Ditanyakan apakah pasien pernah merasakan jantung berhenti seketika kemudian diikuti
detak jantung yang sangat kuat. Hal ini menunjukkan bahwa terjadinya pemanjangan pada fase
diastol. Gejala ini memberi gambaran kejadian ektopik ventrikular. Dan apabila gejala ini
menghilang ketika melakukan senaman fisik, ini berarti ia merupakan gangguan yang benign.
Penting juga ditanyakan onset kejadian sama ada terjadi secara mendadak mahupun secara
gradual. Palpitasi pada keadaan rehat menunjukkan kelainan yang benign berbanding pada waktu
eksersise. Hal ini karena jantung terpaksa bekerja lebih kuat pada waktu eksersise untuk
memompa darah ke seluruh bagian tubuh.
1
Perubahan kesadaran, sinkop ( kehilangan kesadaran secara mendadak)
Penting untuk membedakan hilang kesadaran akibat hipotensi oleh karena aritmia
ataupun penyebab lain (contohnya seperti epilepsi). Pada episode kejadian hilang kesadaran
secara mendadak pada usia lanjut harus mengambil kira kejadian Transient Ischemic Attack
(TIA), yang terjadi akibat anatomi suplai darah dan densitas struktur neurologi pada batang
otak. Jika bukan, penyebab lain yang harus dipikirkan ialah aritmia. Selain itu, jika terjadi
hilang kesadaran mendadak tanpa gejala awal mungkin disebabkan oleh Complete Heart
Block Stokes-Adams atau epilepsi umum yang primer. Manakala pada kejadian Vaso Vagal
Sincope biasanya terjadi pada orang muda, risiko rendah terhadap penyakit jantung iskemik
atau penyakit katup jantung, greying of vision (hipoperfusi retina), duduk atau berdiri pada
jangka waktu yang sangat lama.
1

Riwayat penyakit dahulu
Tanyakan faktor-faktor risiko penyakit jantung misalnya merokok, hipertensi, diabetes,
hiperlipidemia, ischemic heart disease (IHD) sebelumnya, penyakit cerebrovascular atau
penyakit vascular perifer?
Riwayat keluarga
Penting untuk diketahui dalam mengenalpasti risiko yang ada pada pasien. Adakah
riwayat IHD, hiperlipidemia, kematian mendadak, kardiomiopati atau penyakit jantung
kongenital dalam keluarga.
1
VT biasanya secara relatif merupakan asimptomatik.

Riwayat sosial
Apakah pasien merokok atau pernah merokok?
Bagaimana konsumsi alkohol pasien?

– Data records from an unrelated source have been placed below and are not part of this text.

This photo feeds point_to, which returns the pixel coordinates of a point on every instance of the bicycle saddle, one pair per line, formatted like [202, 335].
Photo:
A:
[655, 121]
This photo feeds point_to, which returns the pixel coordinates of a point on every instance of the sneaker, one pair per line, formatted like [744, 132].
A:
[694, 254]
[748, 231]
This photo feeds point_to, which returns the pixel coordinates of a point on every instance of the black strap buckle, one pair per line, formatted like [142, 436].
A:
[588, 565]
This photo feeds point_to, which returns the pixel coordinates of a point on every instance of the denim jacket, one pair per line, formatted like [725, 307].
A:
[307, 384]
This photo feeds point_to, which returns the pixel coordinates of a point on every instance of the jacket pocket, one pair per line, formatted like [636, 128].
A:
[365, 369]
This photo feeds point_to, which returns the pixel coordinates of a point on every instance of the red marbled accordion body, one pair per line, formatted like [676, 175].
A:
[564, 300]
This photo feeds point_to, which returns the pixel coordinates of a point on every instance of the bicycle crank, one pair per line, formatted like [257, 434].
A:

Konsumsi alkohol yang sering boleh
mengakibatkan fibrilasi atrium dan penyakit aritmia lain. Hal ini karena, alkohol yang
berlebihan melambatkan konduksi di miokardium sehingga terjadi re-entrant tachy-
aritmia dan keadaan hiperadrenergik
Apa pekerjaan pasien?
Bagaimana kemampuan olahraga pasien?
Adakah keterbatasan gaya hidup akibat penyakit?

Obat-obatan
Tanyakan obat-obatan untuk penyakit jantung dan obat yang memiliki efek samping ke
jantung. Pengambilan medikasi seperti beta blocker, antagonis kalsium, atau digoksin boleh
menyebabkan blok jantung. Selain itu obat yang mempunyai efek antikolinergik boleh
memperberat aritmia takikardia.
1
Dan kebanyakan obat antiaritmia boleh menyebabkan
aritmia.
Takikardia ventrikel (VT) mempunyai gejala angina, dispnea, palpitasi, keluhan mudah
letih dan keluhan non spesifik lainnya selama beberapa hari, minggu atau bulan.
1
Pemeriksaan
Pemeriksaan Fisik
Pemeriksaan umum yang dilakukan ialah dengan memeriksa tanda-tanda vital pasien untuk
mencari tanda-tanda demam, hipertensi, hipotensi, bradikardia, takipnea, dan rendahnya saturasi
oksigen. Tekanan darah dan frekuensi denyut jantung harus diukur pada perubahan ortastatik.

Pemeriksaan kepala dan leher harus memerhatikan abnormalitas atau dyssynchrony pada
pulsasi vena jugularis. Dibandingkan dengan pulsasi karotid atau auskultasi irama jantung dan
penemuan hipertiroidisme seperti pembesaran tiroid dan eksothalmus.
2
Inspeksi pada konjuctiva,
palmar dan mukosa buccal untuk memastikan samada pucat atau tidak.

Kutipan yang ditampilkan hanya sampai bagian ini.